The Pacifica Quartet and Anthony McGill

San Francisco Performances presented the Pacifica Quartet last Tuesday at Herbst Theater in a conservative yet stimulating program. The quartet started with Dvorak's 1893 String Quartet in F Major, "American", a charming piece incorporating a few "native" tunes and Red-eyed Vireo bird calls that Dvorak picked up during his three-year residency in the United States. I heard the Friction Quartet play this a couple of years ago and I wrote: "They gave an intense performance that was lively and interesting throughout, though I usually prefer my Dvorak a little gentler." The Pacifica performance was much gentler and if it leaned on the side of dullness, the playing and the music itself were genuinely beautiful. (Pictured are Simin Ganatra, violin; Mark Holloway, violin; Brandon Vamos, cello; and Austin Hartman, viola.)

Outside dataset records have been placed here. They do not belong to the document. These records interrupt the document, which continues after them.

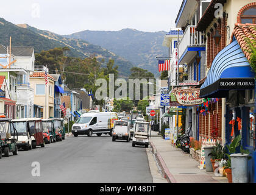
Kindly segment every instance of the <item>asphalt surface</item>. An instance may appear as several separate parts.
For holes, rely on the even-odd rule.
[[[32,166],[33,162],[38,162]],[[32,176],[40,165],[40,176]],[[109,135],[79,135],[0,159],[3,182],[152,182],[145,147]]]

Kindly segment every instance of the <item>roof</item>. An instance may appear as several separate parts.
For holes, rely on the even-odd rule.
[[[29,46],[12,46],[12,54],[15,56],[32,56],[34,47]],[[0,54],[7,54],[7,48],[0,45]]]
[[[231,36],[230,43],[233,41],[233,37],[237,40],[244,55],[248,60],[250,59],[251,54],[246,38],[254,39],[256,36],[256,24],[235,24],[235,27]]]
[[[33,73],[33,74],[30,76],[30,77],[44,77],[44,72],[34,72]],[[53,80],[55,81],[55,80],[54,79],[54,77],[52,77],[50,74],[47,74],[47,76],[48,76],[48,77],[51,78],[51,79],[52,79]]]
[[[205,30],[213,19],[215,18],[215,12],[218,9],[218,7],[215,8],[215,4],[220,3],[224,5],[226,2],[227,0],[212,0],[198,21],[196,30],[201,32]]]

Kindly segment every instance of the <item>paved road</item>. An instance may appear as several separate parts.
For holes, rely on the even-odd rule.
[[[32,176],[33,161],[40,176]],[[152,182],[145,148],[109,135],[66,137],[0,159],[2,182]]]

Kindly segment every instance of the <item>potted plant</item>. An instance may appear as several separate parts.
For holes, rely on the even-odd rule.
[[[224,147],[223,147],[221,143],[217,141],[216,142],[215,146],[213,146],[213,148],[212,149],[212,152],[209,154],[209,155],[211,156],[210,161],[213,171],[215,171],[215,169],[217,168],[217,166],[215,166],[215,162],[221,161],[221,159],[224,158],[225,157]]]

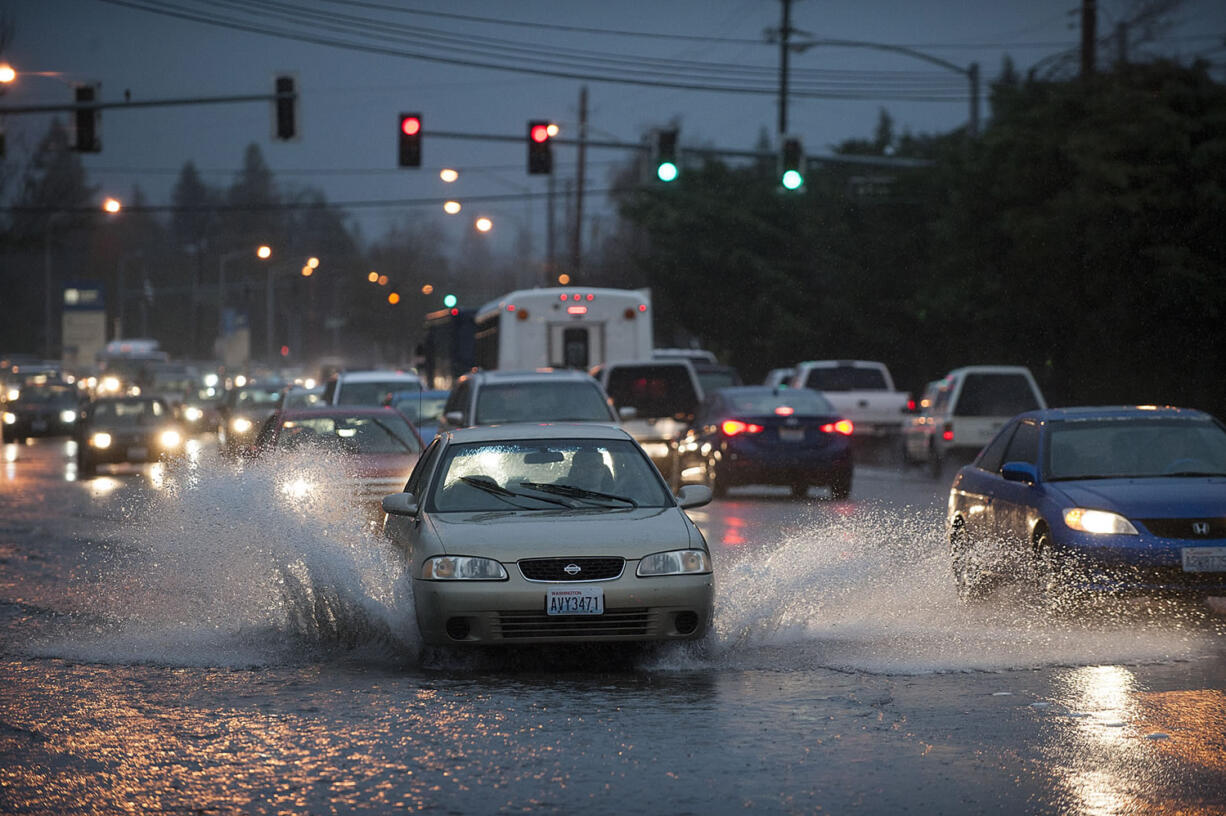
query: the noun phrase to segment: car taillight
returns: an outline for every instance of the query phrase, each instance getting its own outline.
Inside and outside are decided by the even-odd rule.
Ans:
[[[723,431],[725,436],[736,436],[737,434],[760,434],[763,426],[753,423],[743,423],[739,419],[725,419],[723,424],[720,425],[720,430]]]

The guest star of the evening was Anthony McGill (above), the principal clarinetist of the New York Philharmonic who has been performing and recording chamber music with the Pacifica Quartet for a few years. Composer Ben Shirley's 2020 High Sierra Sonata is one of the four pieces on their 2022 recording American Stories, and it comes with quite a backstory. Bassist for Epic Records for 25+ years, alcoholic and drug addict whose descent bottomed out in LA's Skid Row in 2011, marathon runner with a group from the Midnight Mission homeless shelter, scholarship student to the SF Conservatory of Music, Shirley finally became a working composer for film and concert stages and is currently living in Ohio.
The three-movement High Sierra Sonata is a consistently pretty, tuneful work that sounded a bit like an extension of Dvorak's American scene painting. Lisa Hirsch at SFCV liked it a lot while Stephen Smoliar at The Rehearsal Studio did not. I was in the proper mood and enjoyed it thoroughly, especially the opening sound effects that sounded like wind going through pine needles.
After intermission, the Pacifica Quartet and Anthony McGill gave a masterful performance of the 1891 Brahms Quintet in B Minor for Clarinet and Strings. The quintet is one of the last things Brahms ever composed, and it's long, serious, utterly gorgeous, and ultimately sad. I had a recording as a teenager and have heard it on classical radio for decades but this was the first ever live performance. It did not disappoint.